Bir de Günes sisteminin rabbi ve rab plani oldugunu da duydum, ancak derin bir bilgim maalesef yok. Asil tanrilik mertebesinde öyle saniyorum ki bu günes sisteminin rabbi olsa gerek. Tabii kozmosu/evreni olusturan ilksel madde/enerjiyi yaratan, Logos denen erisilemez tanri da mevcutmus. Bence günes sistemini yaratan/lar hiçbir zaman bir din yollamadi, bir elçi seçmedi ve pek tabii ki kurban falan da talep etmedi.

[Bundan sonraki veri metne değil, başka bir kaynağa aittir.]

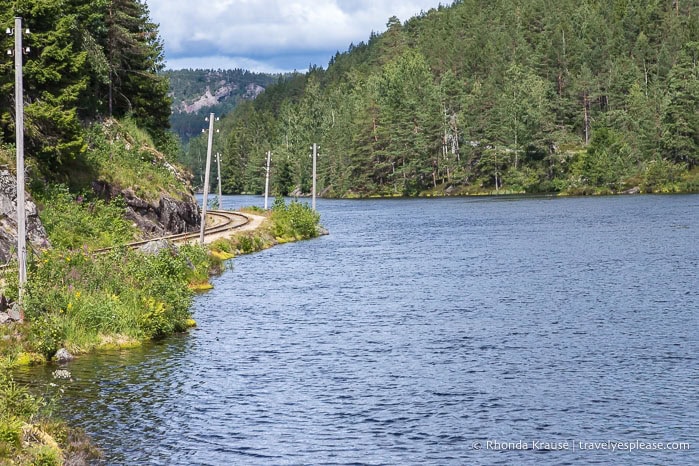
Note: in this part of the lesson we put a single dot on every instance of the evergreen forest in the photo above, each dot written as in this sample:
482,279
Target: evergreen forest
508,96
86,60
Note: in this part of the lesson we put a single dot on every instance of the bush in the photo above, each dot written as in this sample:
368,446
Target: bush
294,220
73,298
73,221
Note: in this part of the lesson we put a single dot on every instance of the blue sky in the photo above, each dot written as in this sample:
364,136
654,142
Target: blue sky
270,35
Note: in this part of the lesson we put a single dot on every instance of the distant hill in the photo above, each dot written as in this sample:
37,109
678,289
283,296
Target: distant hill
196,93
509,96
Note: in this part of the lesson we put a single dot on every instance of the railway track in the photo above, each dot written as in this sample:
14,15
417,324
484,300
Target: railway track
221,221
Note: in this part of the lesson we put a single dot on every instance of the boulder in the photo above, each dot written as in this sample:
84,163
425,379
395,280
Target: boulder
154,247
62,355
166,215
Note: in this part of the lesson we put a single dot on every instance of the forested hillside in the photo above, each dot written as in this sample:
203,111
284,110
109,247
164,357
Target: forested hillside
196,93
488,96
88,59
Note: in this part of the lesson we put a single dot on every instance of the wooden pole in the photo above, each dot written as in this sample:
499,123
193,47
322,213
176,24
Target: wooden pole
269,159
206,178
218,162
19,126
315,158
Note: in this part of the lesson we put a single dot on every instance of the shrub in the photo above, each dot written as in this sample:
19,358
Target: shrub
294,220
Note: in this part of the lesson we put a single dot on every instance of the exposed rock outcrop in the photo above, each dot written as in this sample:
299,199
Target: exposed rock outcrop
167,215
36,235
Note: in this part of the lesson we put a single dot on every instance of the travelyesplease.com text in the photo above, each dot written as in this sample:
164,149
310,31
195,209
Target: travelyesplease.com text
580,445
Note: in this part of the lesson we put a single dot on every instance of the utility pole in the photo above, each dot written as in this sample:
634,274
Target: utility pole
269,159
206,178
218,162
19,142
315,158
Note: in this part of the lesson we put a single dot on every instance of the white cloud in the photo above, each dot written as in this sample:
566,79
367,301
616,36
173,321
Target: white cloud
271,34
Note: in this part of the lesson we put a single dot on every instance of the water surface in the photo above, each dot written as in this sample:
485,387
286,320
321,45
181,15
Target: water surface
419,331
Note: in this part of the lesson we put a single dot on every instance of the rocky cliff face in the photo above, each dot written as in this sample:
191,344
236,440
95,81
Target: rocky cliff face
36,235
165,216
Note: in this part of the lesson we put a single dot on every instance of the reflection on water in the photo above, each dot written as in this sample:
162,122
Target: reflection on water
417,330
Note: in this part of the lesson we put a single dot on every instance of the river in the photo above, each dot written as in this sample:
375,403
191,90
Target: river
505,330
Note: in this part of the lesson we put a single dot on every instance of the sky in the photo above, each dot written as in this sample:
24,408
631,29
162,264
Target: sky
271,36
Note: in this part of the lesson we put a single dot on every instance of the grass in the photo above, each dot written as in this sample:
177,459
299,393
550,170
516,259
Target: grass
122,155
83,301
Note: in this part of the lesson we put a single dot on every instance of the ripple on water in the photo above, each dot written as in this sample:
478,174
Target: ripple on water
391,343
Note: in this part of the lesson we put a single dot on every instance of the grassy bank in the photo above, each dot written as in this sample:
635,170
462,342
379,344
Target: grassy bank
82,302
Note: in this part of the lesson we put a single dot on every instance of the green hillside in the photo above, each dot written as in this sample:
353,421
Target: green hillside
570,96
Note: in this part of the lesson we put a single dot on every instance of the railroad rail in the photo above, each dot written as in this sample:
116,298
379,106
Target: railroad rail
223,221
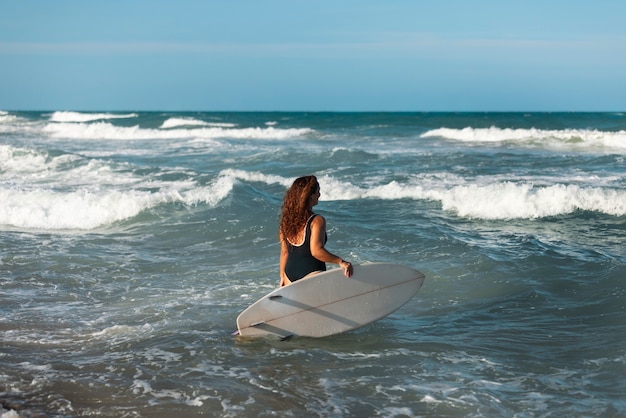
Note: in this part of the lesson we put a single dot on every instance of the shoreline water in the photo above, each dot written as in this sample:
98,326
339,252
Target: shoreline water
131,241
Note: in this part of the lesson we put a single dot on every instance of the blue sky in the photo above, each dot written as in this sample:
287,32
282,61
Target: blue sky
335,55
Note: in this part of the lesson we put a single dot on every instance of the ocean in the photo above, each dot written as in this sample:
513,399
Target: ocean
130,242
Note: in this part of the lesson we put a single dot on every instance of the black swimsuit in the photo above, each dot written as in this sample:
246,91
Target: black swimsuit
300,262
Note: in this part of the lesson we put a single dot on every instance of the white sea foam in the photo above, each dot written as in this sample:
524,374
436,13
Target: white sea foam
67,193
580,138
501,199
65,116
108,131
178,122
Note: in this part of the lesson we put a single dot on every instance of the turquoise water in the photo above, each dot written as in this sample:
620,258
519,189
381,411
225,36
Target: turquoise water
131,241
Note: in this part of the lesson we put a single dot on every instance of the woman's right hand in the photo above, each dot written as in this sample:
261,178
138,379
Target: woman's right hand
347,268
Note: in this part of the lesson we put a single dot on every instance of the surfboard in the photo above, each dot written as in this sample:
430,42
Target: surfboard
328,303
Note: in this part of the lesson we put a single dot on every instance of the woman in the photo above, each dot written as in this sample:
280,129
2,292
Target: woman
302,234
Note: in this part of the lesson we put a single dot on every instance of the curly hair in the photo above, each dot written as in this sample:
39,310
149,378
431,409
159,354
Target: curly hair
296,210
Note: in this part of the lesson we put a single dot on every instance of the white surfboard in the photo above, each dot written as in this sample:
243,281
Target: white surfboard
329,303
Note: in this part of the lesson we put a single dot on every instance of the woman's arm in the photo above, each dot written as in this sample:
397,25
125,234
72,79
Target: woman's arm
284,280
318,235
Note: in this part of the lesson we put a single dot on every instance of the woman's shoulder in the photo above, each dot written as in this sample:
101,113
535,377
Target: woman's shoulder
317,219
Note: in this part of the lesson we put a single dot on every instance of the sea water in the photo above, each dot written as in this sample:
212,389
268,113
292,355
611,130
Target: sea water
130,242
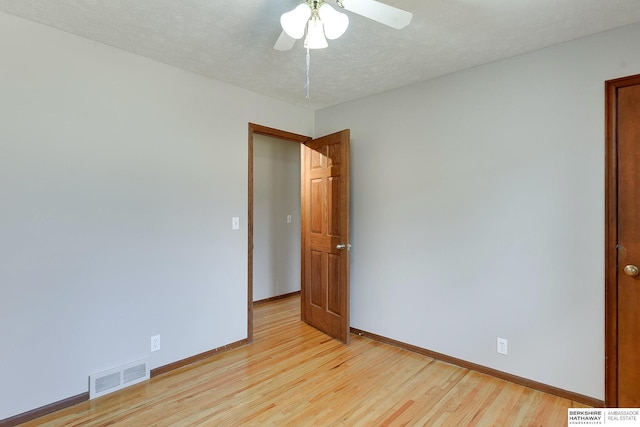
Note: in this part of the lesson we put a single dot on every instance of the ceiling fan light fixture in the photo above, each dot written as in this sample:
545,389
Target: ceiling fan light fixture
315,35
294,22
335,23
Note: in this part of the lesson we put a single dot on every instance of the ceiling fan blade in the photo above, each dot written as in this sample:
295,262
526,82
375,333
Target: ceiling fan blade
380,12
284,42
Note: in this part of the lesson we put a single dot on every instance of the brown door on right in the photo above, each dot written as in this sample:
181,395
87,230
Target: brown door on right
624,127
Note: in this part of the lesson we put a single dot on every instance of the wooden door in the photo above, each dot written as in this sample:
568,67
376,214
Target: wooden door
325,234
623,240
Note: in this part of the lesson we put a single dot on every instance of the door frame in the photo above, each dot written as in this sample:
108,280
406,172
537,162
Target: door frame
273,133
611,235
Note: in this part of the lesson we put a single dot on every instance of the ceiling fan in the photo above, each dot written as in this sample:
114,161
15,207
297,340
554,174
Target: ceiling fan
321,21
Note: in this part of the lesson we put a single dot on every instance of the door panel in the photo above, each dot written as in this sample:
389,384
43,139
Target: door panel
325,228
622,240
628,246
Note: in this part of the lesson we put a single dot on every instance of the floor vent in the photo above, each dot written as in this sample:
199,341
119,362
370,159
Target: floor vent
118,378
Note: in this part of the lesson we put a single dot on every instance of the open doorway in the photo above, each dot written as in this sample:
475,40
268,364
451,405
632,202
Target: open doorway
270,153
276,218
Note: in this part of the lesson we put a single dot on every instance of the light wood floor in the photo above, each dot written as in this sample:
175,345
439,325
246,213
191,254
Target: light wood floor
293,375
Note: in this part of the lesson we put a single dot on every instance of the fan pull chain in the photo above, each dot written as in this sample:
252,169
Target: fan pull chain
308,63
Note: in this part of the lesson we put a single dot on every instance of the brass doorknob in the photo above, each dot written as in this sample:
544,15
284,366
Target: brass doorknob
631,270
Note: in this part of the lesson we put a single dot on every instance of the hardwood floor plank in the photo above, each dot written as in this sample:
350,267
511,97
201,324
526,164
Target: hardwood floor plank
293,375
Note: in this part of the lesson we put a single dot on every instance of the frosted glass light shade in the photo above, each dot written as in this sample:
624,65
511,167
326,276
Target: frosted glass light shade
315,35
294,22
335,23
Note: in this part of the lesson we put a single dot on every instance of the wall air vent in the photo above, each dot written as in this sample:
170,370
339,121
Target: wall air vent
118,378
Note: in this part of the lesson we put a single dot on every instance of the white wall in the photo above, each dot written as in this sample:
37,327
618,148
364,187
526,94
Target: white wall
118,180
276,253
478,210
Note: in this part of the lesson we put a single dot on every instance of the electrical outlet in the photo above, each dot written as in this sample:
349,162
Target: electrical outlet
502,346
155,343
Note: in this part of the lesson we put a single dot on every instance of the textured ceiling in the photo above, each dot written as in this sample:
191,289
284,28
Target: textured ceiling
232,40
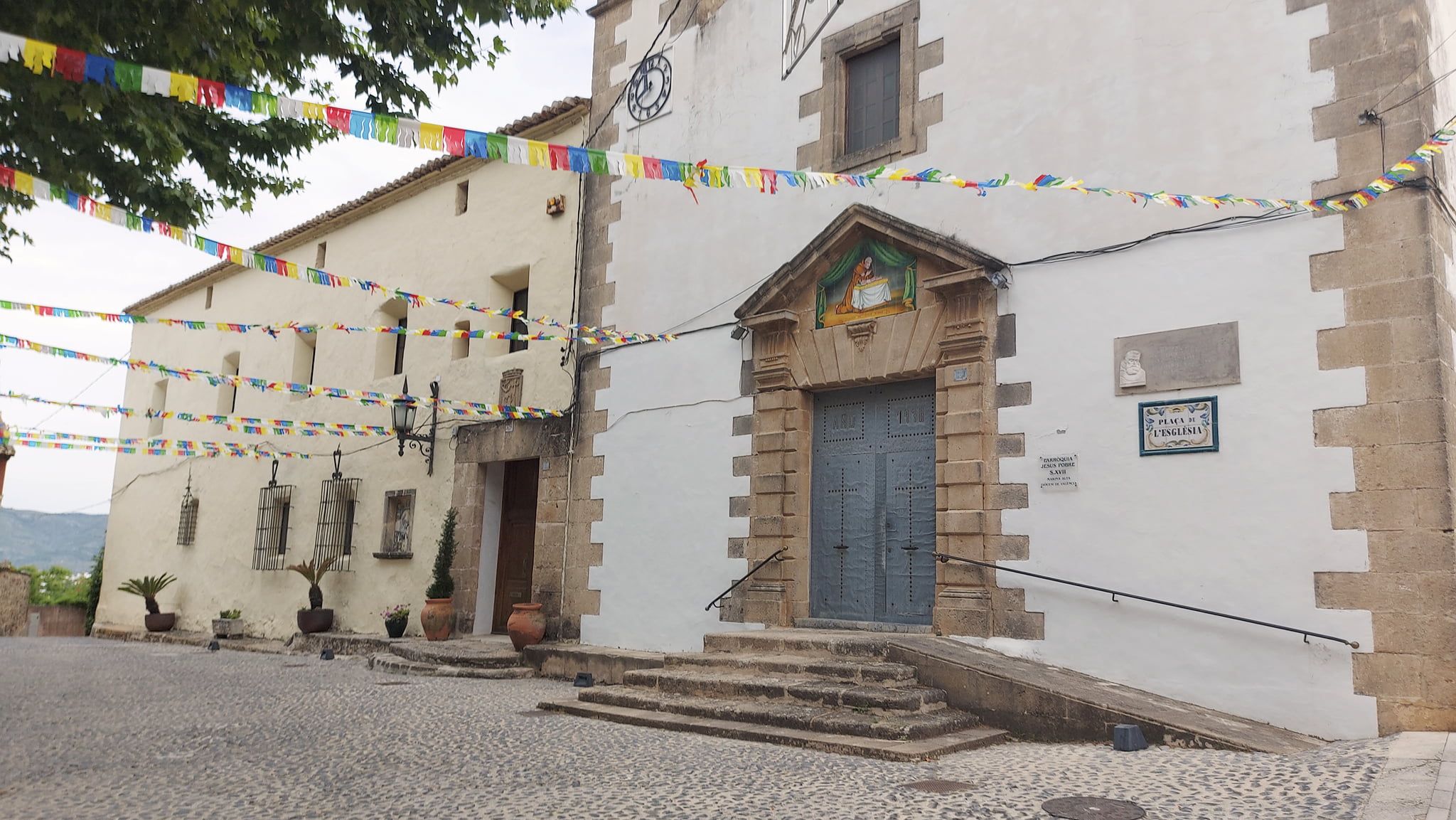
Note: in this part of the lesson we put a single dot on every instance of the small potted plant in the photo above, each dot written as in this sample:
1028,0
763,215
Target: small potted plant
439,615
315,618
149,587
229,624
395,619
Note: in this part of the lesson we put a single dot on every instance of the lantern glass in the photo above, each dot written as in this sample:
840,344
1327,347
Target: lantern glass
404,417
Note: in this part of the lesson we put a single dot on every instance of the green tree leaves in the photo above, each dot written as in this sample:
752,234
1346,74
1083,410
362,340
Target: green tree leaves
137,150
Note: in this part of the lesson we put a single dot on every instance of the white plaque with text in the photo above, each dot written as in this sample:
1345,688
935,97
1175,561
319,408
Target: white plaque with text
1059,472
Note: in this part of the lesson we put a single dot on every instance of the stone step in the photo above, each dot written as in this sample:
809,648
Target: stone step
807,691
896,750
395,664
786,714
459,653
811,643
868,672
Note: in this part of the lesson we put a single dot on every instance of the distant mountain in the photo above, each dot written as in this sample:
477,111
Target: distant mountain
50,539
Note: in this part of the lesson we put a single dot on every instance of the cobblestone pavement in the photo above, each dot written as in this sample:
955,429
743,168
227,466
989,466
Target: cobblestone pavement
108,730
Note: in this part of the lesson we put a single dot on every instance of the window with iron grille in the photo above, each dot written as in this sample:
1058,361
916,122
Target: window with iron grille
271,545
187,523
872,110
334,538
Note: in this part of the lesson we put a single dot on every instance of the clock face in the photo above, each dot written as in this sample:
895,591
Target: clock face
650,87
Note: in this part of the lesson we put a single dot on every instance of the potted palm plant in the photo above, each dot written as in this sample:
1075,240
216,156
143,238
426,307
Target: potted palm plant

Öte yandan, söyle bir karmasa da var; insanin yaratimindan Annunakiler adli varliklarin sorumlu oldugu, deneme yanilma yoluyla defalarca sil bastan olusturuldugu ve bu süreçlerde Enki'nin,- ki bu ayni zamanda Lucifer'mis- büyük katkilari olduguna iliskin iddialar da var.
Bu durumda milyonlarca çesit türde hayvanlar kimler tarafindan yaratildi? Bazi kitaplarda Logos, evrende enerji=madde yaratimini müteakiben pek çok ruh insaya baslamis. Bu demektir ki yaratma
yetkisi/becerisi olan tanrisal varliklar olmali. Öyleyse milyonlarca yil içerisinde gelisen yasamin basamaklarinda hayvanlarin ve bitkilerin ayri ayri yaraticilari oldugu çikarimi yapilabilir mi?(Tabii Darwin'in evrim teorisini ihmal ederek soruyorum, bir alternatif yaratilis düsüncesi).
Sizi sikmak istemiyorum ama Lucifer hakkinda da detayli bilgiler aktarabilirseniz memnun olurum. Çünkü Bülent Kisa'ya bizzat Lucifer tarafindan dikte ettirildigi iddia edilen bir kitapta oldukça enteresan seylerle karsilastim. Satan kendisine özellikle semavi dinler tarafindan izafe edilen karakteri geregi aldatici mi ya da iyilige gerçekten de daha mi yatkin anlayamadim. Kendi ifadelerine
bakilirsa o da bir tanri, düsmüs melek falan degil. Içerikte birkaç uygunsuz fikri söylem disinda neredeyse çok mantikli ve iyicil fikirlerle karsilasinca epey sasirmistim. Sizin Lucifer hakkindaki görüslerinizi ve Lucifer gerçegini anlatan bilgileri almayi çok isterim.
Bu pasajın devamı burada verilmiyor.